V= k INT dq/distance
ok, distance= sqrt(y^2+x^2)
and dq=lambda*x*dx
V=k int lamda x dx /sqrt(y^2+x^2)
V=k*lambda INT x/( ) dx
= k lambda sqrt ( ) over the limits
check all that.
So going on that
V=[(8.98755e9)*(5.2e-9)*sqrt(8.6^2 + x^2)] from 4.9 to 6?
:)))))))))))))))))))))))))))GAU
To determine the electric potential at a point due to a linear charge with non-uniform density, we can use the principle of superposition. This principle states that the total potential at a point due to multiple charges is the sum of the individual potentials due to each charge.
In this case, we need to calculate the potential at a point y = 8.6 m on the positive y-axis due to the linear charge distribution along the x-axis from 4.9 m to 6 m.
To start, let's break down the linear charge distribution into small elemental charges. We can consider each small segment of the charge distribution as a point charge and calculate the potential due to each segment.
The charge density lambda(x) is given as bx C/m, where b = 5.2 nC/m². The elemental charge dq at a distance x is given by dq = lambda(x) dx.
Now, let's calculate the potential at the point y = 8.6 m due to each elemental charge.
The potential at a point due to a point charge q at a distance r from the point charge is given by V = k * q / r, where k is the electrostatic constant (k = 9 × 10^9 Nm²/C²).
We can integrate the potential due to each elemental charge along the x-axis from 4.9 m to 6 m to get the total potential at the point y = 8.6 m.
∫ V(x) dx = k * ∫ (dq / r)
Since we are calculating the potential at a point on the y-axis, the distance r between the elemental charge and the point is the perpendicular distance from the elemental charge to the point on the y-axis. In this case, the distance r is the difference between y and x.

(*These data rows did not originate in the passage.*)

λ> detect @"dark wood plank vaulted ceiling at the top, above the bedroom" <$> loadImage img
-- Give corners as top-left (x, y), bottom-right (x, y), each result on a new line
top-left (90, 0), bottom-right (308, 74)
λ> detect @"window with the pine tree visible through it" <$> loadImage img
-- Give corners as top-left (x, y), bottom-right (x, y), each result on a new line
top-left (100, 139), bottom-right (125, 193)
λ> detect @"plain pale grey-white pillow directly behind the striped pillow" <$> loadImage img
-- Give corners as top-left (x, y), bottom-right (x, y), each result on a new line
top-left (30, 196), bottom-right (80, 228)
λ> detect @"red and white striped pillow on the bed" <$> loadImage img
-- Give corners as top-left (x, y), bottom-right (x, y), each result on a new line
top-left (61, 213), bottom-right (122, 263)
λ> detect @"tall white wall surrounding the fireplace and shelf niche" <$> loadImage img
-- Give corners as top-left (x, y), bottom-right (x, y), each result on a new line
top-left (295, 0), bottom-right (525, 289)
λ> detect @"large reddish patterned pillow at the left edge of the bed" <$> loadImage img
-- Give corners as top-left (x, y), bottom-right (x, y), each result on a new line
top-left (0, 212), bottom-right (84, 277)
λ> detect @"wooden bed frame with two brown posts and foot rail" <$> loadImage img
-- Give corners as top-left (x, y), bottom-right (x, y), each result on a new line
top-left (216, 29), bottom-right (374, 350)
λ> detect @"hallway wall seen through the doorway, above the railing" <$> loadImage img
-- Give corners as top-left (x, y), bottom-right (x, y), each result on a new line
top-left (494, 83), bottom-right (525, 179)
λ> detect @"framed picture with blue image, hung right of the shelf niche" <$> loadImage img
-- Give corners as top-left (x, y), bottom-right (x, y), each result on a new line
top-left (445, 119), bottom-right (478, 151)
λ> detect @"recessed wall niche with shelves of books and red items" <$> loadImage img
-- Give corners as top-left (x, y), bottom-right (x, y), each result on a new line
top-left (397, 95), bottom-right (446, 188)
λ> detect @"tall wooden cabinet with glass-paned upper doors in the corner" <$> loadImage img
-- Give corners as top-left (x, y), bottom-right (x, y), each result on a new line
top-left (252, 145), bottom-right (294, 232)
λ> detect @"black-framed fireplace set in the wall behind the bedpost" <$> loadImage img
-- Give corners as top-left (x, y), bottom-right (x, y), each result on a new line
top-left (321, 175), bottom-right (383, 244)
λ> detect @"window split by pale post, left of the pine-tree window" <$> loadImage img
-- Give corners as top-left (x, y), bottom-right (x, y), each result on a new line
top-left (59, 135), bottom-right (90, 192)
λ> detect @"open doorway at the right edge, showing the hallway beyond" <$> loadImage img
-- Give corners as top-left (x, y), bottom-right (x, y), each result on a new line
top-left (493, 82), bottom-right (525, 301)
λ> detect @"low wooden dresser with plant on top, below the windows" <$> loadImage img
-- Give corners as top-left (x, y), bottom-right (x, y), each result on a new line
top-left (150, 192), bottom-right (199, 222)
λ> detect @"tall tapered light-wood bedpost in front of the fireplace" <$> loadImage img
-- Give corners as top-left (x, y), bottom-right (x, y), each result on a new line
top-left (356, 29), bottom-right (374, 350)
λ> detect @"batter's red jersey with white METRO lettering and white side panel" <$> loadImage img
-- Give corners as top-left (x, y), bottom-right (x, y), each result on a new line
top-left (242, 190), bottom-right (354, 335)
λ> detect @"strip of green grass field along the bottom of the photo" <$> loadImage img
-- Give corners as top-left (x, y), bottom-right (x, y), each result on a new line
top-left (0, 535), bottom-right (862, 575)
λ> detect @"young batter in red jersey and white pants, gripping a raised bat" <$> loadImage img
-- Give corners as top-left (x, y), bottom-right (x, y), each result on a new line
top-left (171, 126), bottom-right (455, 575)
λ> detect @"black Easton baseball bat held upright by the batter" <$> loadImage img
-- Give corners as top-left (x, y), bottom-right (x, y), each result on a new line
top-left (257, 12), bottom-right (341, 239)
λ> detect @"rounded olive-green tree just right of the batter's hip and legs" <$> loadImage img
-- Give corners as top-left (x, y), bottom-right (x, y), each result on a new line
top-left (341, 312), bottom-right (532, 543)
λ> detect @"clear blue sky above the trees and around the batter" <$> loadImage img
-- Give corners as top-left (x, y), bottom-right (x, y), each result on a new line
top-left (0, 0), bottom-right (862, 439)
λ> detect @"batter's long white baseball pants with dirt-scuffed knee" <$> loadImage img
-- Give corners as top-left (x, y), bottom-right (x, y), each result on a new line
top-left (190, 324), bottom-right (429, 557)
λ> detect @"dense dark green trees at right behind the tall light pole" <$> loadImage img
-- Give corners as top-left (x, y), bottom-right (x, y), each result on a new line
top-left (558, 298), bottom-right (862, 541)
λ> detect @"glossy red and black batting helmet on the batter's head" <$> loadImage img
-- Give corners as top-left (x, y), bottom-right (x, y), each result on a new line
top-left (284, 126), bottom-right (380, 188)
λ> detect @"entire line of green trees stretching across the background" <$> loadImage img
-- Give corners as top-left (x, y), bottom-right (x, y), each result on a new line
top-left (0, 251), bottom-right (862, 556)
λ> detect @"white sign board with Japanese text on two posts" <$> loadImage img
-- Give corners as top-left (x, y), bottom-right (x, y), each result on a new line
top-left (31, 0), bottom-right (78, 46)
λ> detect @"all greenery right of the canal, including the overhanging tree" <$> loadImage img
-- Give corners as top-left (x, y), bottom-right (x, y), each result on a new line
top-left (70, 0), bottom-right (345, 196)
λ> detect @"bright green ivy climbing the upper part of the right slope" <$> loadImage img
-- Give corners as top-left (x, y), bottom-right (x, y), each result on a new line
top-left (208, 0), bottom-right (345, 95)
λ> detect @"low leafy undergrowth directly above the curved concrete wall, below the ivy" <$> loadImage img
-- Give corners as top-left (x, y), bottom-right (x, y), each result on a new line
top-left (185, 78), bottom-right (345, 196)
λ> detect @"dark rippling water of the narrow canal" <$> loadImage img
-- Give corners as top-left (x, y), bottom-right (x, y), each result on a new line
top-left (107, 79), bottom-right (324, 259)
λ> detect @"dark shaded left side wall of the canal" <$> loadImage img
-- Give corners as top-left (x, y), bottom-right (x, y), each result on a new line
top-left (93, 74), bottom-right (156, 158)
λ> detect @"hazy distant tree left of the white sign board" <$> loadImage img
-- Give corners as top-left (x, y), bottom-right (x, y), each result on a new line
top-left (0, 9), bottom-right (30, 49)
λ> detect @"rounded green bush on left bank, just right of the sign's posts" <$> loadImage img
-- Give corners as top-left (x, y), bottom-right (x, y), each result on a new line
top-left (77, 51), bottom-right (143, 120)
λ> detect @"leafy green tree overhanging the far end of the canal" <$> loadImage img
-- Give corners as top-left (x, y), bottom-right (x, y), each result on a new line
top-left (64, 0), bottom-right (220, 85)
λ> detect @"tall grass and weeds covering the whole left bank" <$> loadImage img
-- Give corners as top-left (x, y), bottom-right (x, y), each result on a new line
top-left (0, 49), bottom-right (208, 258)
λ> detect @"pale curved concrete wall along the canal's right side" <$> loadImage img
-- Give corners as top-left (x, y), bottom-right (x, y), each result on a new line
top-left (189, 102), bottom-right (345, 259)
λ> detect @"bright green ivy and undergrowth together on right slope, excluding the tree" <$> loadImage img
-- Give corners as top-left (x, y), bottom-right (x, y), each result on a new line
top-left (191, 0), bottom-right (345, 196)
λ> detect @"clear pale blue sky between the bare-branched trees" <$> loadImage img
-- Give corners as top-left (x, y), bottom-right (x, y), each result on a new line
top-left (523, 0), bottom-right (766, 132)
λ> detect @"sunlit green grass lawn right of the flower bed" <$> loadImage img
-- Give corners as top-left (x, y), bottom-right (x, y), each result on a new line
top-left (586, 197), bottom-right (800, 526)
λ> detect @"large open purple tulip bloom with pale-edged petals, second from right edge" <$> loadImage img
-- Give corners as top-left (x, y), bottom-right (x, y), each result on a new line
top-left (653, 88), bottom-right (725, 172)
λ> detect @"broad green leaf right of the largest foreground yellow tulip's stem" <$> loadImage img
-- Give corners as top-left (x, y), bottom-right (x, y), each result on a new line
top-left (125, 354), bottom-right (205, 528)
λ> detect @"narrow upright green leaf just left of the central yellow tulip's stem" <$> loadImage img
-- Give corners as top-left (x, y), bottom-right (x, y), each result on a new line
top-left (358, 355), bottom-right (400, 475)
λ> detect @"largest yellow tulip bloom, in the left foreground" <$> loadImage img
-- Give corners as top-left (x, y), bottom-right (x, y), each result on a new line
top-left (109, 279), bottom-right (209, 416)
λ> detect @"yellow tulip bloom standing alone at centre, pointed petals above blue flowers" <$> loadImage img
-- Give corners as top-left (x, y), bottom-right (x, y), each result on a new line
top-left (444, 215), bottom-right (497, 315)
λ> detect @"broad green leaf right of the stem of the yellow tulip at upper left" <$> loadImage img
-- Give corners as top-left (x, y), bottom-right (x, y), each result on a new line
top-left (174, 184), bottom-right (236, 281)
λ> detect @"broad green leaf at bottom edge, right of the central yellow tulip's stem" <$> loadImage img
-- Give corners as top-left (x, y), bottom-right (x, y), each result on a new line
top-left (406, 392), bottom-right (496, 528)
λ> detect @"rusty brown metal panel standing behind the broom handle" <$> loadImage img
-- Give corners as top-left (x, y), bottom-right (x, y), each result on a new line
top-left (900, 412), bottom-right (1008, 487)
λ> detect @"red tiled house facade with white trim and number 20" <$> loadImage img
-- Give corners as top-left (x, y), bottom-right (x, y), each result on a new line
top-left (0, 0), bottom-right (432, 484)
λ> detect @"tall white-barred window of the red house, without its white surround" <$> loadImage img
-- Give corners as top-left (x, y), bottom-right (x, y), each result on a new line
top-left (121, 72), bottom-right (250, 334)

∫ V(x) dx = k * ∫ (lambda(x) dx / (y - x))
Substituting the given charge density lambda(x) = bx, we have:
∫ V(x) dx = k * ∫ (bx dx / (y - x))
Now, we can plug in the values and calculate the potential at the point y = 8.6 m.
y = 8.6 m
b = 5.2 nC/m²
k = 9 × 10^9 Nm²/C²
r = y - x
∫ V(x) dx = k * ∫ (bx dx / (y - x)) from x = 4.9 m to 6 m
Evaluate the integral to find the potential at the point y = 8.6 m.
The result of the integral will give us the electric potential (relative to zero at infinity) of the point y = 8.6 m on the positive y-axis.